While you could argue that Dorsey’s first-tweet NFT has historical significance, the $2.9 million price tag is nearly impossible to justify. The bubble price Estavi paid epitomizes the greater fool theory at work. “What is the utility of that NFT? Does Jack Dorsey take you out to dinner in Silicon Valley?” says Mitch Lacsamana, an NFT collector and head of marketing for an NFT trading group. “What is the real value proposition here? I think time has probably told us, and it’s probably nothing.”

On April 5, Estavi put the NFT up for auction for 14,969 ether, or about $50 million.
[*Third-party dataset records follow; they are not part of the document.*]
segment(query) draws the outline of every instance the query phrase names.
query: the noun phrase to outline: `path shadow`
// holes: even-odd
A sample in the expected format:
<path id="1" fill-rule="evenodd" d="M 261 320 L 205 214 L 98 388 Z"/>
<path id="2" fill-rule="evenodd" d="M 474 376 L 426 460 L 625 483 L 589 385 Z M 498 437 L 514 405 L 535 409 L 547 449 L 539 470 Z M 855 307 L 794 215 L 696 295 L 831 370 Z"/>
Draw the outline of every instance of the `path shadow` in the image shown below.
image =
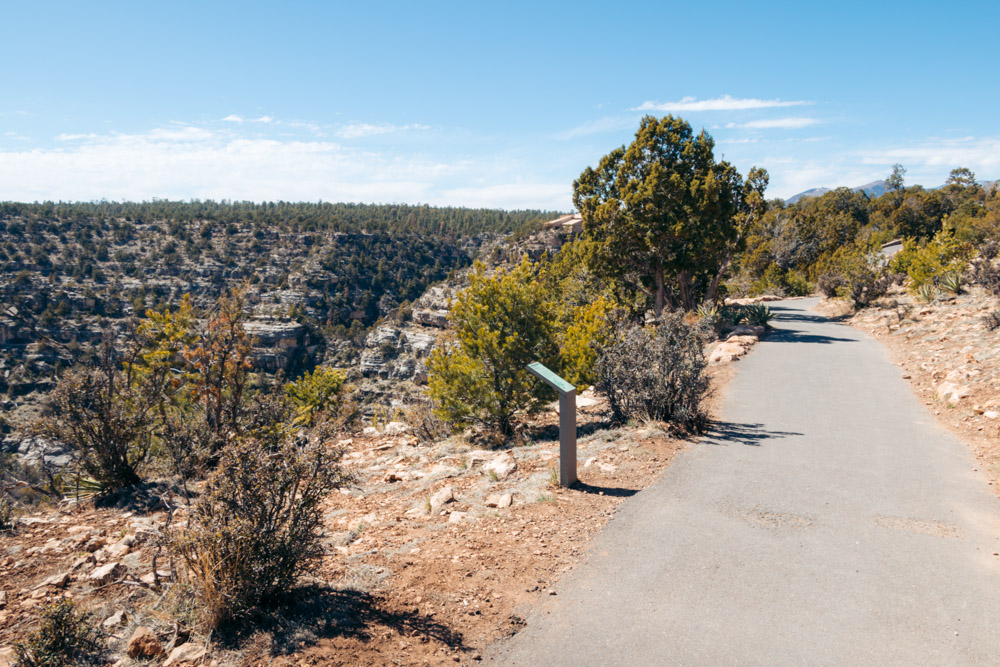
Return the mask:
<path id="1" fill-rule="evenodd" d="M 775 328 L 768 334 L 767 340 L 770 343 L 819 343 L 829 345 L 831 343 L 856 343 L 856 338 L 840 338 L 838 336 L 824 336 L 822 334 L 807 333 L 801 329 Z"/>
<path id="2" fill-rule="evenodd" d="M 836 317 L 830 317 L 826 315 L 817 315 L 814 313 L 806 313 L 801 310 L 795 310 L 792 308 L 785 308 L 782 306 L 775 306 L 771 308 L 774 313 L 774 319 L 779 322 L 811 322 L 813 324 L 840 324 L 845 320 L 850 319 L 850 315 L 840 315 Z"/>
<path id="3" fill-rule="evenodd" d="M 760 447 L 766 440 L 776 440 L 803 435 L 795 431 L 769 431 L 763 424 L 713 421 L 702 433 L 700 442 L 707 445 L 728 445 L 735 443 L 750 447 Z"/>
<path id="4" fill-rule="evenodd" d="M 323 639 L 350 637 L 368 641 L 388 628 L 400 637 L 426 637 L 465 651 L 462 633 L 418 610 L 388 609 L 375 595 L 364 591 L 334 590 L 310 585 L 296 589 L 282 604 L 257 622 L 232 628 L 219 636 L 223 645 L 240 648 L 260 632 L 270 635 L 266 652 L 274 658 L 288 655 Z"/>
<path id="5" fill-rule="evenodd" d="M 635 494 L 639 493 L 638 489 L 623 489 L 620 486 L 595 486 L 593 484 L 587 484 L 586 482 L 581 482 L 577 480 L 573 483 L 573 486 L 569 487 L 573 491 L 580 491 L 582 493 L 590 493 L 595 496 L 609 496 L 611 498 L 631 498 Z"/>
Embarrassingly, no one bid more than $280. Estavi says “no one knows” why the bids came in so low. It seems that few people took it seriously. “Bidders just realized what it was–a publicity stunt. A way to get exposure,” says Blake Moser, an NFT collector who has nearly 400 NFTs. “I do think Sina Estavi accomplished what he was looking for–exposure to his NFT.”

Sina Estavi in his office in Malaysia.

Estavi has indeed gotten attention, but he seems severely out of touch with the rapidly changing NFT market. “The market isn’t ready to jump into literally anything that a celebrity or someone of high stature might release,” Lacsamana says. “I think last year was a really good time for that, but a lot of people have grown weary of cash-grab tactics.”

While the failed auction shows that NFT hype has waned, the market is still very active, with trading volume hovering between $2 to $3 billion a month on OpenSea, up from $150 million a year ago. Prices for some NFT collections like the Bored Ape Yacht Club remain near all-time highs.

Estavi’s NFT saga seems to be a case of an ill-advised $2.9 million purchase, buyer’s remorse and a new bid for attention. Estavi himself has a sketchy history. His startup, Oracle Bridge, says it will allow blockchain platforms to ingest data more easily, but today it seems to be little more than a white paper. Estavi also claims he was arrested last year in Iran and had to shut down the company for nine months while he was in prison. “They accused me of disrupting the economic system,” he says vaguely. Now he’s trying to start the company up again.

Over the past day, bids for the Dorsey tweet NFT have risen to about $10,000. Estavi says he won’t sell for anything less than $50 million.